Antes de que pudiese decirle a Uhaitz que transmitiese un rotundo no al bárbaro, los cascos de una veintena de caballos patearon el puente, raudos. El hombre que iba en cabeza, un corpulento anciano cubierto por la piel de un oso y seguido por un grupo de hombres, se acercó a Okela y al joven bárbaro. Debían venir de caza, pues cada uno de los caballos, excepto el del anciano, llevaba cargado a lomos un jabalí. El anciano observó las armas y, a una orden, el joven se apresuró a asistirle para que bajara del caballo. El recién llegado bajó cuidadosamente e hizo un par de preguntas al joven que respondió probablemente indicando, complacido, el tipo de trato que había propuesto a los extranjeros. Luego el anciano se dirigió directamente a Okela en su lengua bárbara.

—Pregunta quiénes somos —dijo Uhaitz.

Okela no tuvo tiempo de responder. Al anciano se le iluminó la cara al oír hablar a Uhaitz y su gesto tranquilo y adormecido tornó en sorpresa.

—¿Sois griegos? —preguntó el anciano en lengua helena.

—Sí, señor —respondió Okela directamente.

—¿Emporión? ¿Rhode? ¿Massalia quizá?

—No, señor. Esparta —repuso Okela ante la cara de admiración del anciano.

—¡Esparta! Menelao, Helena, Troya —dijo el bárbaro complacido en un griego correcto e incluso arcaico pero con un fortísimo acento. Extrañamente, el viejo parecía conocer la obra de Homero—. Ese lugar está muy lejos. Ni siquiera sé cuánto. Sed bienvenidos a mi país. Podréis cruzar el puente cuando lo deseéis, pero debéis pagar tributo.

—Lo sé, eso dice vuestro guerrero; pero si conocéis algo de Esparta sabéis que lo que nos pide es imposible. Antes moriremos que entregar nuestras armas. He ofrecido oro y caballos. No puedo dar más.
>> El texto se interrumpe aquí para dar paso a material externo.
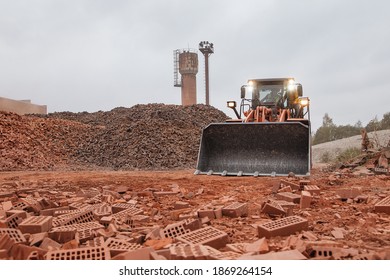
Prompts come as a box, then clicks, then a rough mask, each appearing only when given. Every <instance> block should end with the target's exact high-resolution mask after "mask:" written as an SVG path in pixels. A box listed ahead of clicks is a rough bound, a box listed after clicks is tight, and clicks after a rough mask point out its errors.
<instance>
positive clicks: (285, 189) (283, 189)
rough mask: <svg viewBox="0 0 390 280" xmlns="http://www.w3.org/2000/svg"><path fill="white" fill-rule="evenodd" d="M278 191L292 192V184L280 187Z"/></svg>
mask: <svg viewBox="0 0 390 280" xmlns="http://www.w3.org/2000/svg"><path fill="white" fill-rule="evenodd" d="M278 192H292V188H291V187H290V186H286V187H283V188H280V189H279V190H278Z"/></svg>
—Mi querido amigo, este es mi hijo —dijo acercándole a sí con un brazo—. Es joven, fuerte y valiente y un buen muchacho, pero no conoce a Homero.

—¿Y qué os complacería de lo que llevamos? —Preguntó Okela.

—No sé si podréis pagar tan alto precio —dijo el anciano examinando la impasible cara de Okela—. Si queréis cruzar deberéis honrarnos con vuestra presencia en nuestro humilde enclave —dijo el anciano apuntando al castro—. Comeremos y beberemos y nos contareis qué hacen los hijos de la eterna Esparta en esta tierra. Ese es el tributo que pido. Sed bienvenidos, seréis mis huéspedes. —El anciano hizo una pausa mientras miraba las armas de la carreta—. ¿Puedo? —dijo señalando uno de los cascos corintios.

—Por supuesto. —Y Okela alargó la mano y le tendió el yelmo.

El anciano lo observó maravillado desde todos sus ángulos, acarició el penacho y volvió a colocarlo en su sitio.

—Sólo los había visto en los dibujos de cerámica. Seguidnos.

No. Los dioses no estaban dormidos. Okela había rogado por que aquellos bárbaros no apareciesen, y su aparición había sido providencial. Al anciano le costó mucho subirse al caballo de nuevo, pero una vez arriba cabalgaba con maestría.

El espartano miró al cielo. Podía imaginar a Agías en el Olimpo, tuteando a Zeus, palmeando la espalda del dios y diciendo con su innata afabilidad: «Échales una mano, hombre».